Den 24. January 1763.
[Gesprek in een Koffyhuis over den Denker. Aanmerkingen over den blinden eerbied, die den Ouden, boven de hedendaagsche Schryvers, gemeenlyk wordt toegedraagen.]
- - Laudator temporis acti.
Horat.
IK was gister avond onbekend by een Gesprek tegenwoordig, 't welk in 't Koffyhuis van .... tusschen twee Heeren, die ik met de letters A. en B. zal aanwyzen, wierdt gehouden. Het heeft te veel betrekking tot myn Werkje en voorneemens, om het mynen Leezeren niet mede te deelen.
Men behoorde hier den Denker ook op de Kamer te hebben, gelyk men dien in andere Koffyhuizen, zelfs in de Buiten-Steden, vindt.
Den Denker! Wat is dat voor een Geschrift?
Het zyn moreele Vertoogen, in den smaak van den Engelschen en Hollandschen Spectator, Myn Heer.
Nog al meer Spectators en moreele Vertoogen! Is de Zedekunde dan nog al niet opgehelderd? Zyn on-
| |
| |
ze Pligten nog al niet bekend, die ons door de Ouden reeds in zo schoon een licht zyn voorgesteld?
Als Myn Heer het eerste blaadje van den Denker geleezen hadt, zou hy deze zwaarigheid niet inbrengen. Dezelve wordt daar zeer wel en bondig in beantwoord.
Ik weet niet wat antwoord daar op kan gegeeven worden. De werreld heeft omtrent 6000. jaar gestaan; de Menschen hebben omtrent 6000. jaar hunne Pligten moeten betragten; en men zal hen nu dezelve leeren!

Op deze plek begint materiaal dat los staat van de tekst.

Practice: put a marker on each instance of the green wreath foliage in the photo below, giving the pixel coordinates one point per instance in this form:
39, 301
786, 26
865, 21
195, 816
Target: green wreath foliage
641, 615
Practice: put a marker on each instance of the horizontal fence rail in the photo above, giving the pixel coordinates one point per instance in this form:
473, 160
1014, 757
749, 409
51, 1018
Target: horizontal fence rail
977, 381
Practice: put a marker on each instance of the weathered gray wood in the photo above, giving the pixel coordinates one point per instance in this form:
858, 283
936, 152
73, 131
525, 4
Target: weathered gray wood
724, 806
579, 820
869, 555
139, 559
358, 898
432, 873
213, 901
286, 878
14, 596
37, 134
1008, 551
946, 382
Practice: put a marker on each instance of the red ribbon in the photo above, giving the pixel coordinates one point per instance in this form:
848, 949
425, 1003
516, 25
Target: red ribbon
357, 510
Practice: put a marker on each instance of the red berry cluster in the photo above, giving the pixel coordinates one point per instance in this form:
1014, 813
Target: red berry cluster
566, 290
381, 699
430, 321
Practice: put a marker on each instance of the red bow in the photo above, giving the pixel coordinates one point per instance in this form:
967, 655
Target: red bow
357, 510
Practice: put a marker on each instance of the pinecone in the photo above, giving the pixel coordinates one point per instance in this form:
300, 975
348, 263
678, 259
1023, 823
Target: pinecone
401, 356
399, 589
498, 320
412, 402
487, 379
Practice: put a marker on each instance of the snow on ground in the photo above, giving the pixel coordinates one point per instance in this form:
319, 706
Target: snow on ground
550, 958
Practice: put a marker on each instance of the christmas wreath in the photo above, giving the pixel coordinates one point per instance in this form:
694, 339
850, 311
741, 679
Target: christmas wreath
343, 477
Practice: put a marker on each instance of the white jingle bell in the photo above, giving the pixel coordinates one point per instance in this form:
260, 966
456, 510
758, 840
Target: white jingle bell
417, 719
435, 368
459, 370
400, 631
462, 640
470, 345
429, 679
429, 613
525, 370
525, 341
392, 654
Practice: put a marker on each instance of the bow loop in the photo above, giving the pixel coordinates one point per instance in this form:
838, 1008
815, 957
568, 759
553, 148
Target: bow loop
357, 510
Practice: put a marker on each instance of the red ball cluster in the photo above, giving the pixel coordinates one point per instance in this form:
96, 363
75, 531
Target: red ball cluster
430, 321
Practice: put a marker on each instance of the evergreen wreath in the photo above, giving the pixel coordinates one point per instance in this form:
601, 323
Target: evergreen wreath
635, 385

Gaat myn Heer wel te Kerk?
Ik voorzie wat gebruik gy van myn antwoord op deeze vraag wilt maaken; maar het Kerk-gaan is een Pligt op zig zelven. De Zedekunde, die men uit de gewoone Predikatien leert, is waarlyk zeer gering; maar dezelve is voor eene domme menigte, niet voor geletterde Mannen, ingerigt.
Maar zou men niet het grootst gedeelte der Menschen tot de onkundige menigte betrekken, en de Spectators, Philanthropes, Denkers enz. op den zelfden voet als de Leeraars beschouwen mogen, met dit verschil alleen, dat der eersten Leertrant bevalliger en gemeenzaamer is, om dat hunne Geschriften zich ook tot het leeren van zulke verpligtingen uitstrekken, die niet tot het bestek van den Predikstoel behooren.
Ik begryp u niet al te klaar, Myn Heer! Maar geloof my, de Ouden hebben over de Zedekunde reeds alles gezegd, wat 'er van gezegd kan worden; en hebben het veel fraijer gezegd, dan men het heden zeggen kan. Heeft myn Heer oit de Fragmenten van Stobaeus, het Handboekje van Epictetus, de zedelyke Werken van Cicero, Horatius of Seneca geleezen? Zyn het niet deeze en andere oude Schryvers, met welker fraije Spreuken de hedendaagsche Spectators noodig agten hunnen opgewarmden kost te versieren, om ze een zweem van egtheid by te zetten, en onder de begunstiging der Oudheid agting en ingang voor dezelven te winnen.
Ik heb die Werken geleezen, Myn Heer: daar zyn zeer fraije losse gedagten in; losse gedagten, zeg
| |
| |
ik: want het is gewislyk niet te loochenen, dat onze hedendaagschen Zedekundigen onze pligten veel nauwkeuriger aanwyzen, en in geregelder orden verhandelen, dan iemand der Ouden, zonder uitzondering, doet.
Maar, Myn Heer! zy hebben ten minsten alles veel fraijer gezegd, en kragtiger uitgedrukt. Waarlyk de Spectators en Denkers moeten afvallen, als men de Ouden geleezen heeft.
My daarentegen verschaft het een onbedenkelyk genoegen, als ik de voortgang van deeze zo wel als alle andere Weetenschappen door de verscheiden euwen der werreld naargaa, en zie, hoe veel juister onze begrippen, hoe veel bondiger onze beweegredenen in de Zedekunde zyn, en welk eene heugelyke verandering inzonderheid de Christelyke Openbaaring, ten deezen opzigte, heeft uitgewerkt.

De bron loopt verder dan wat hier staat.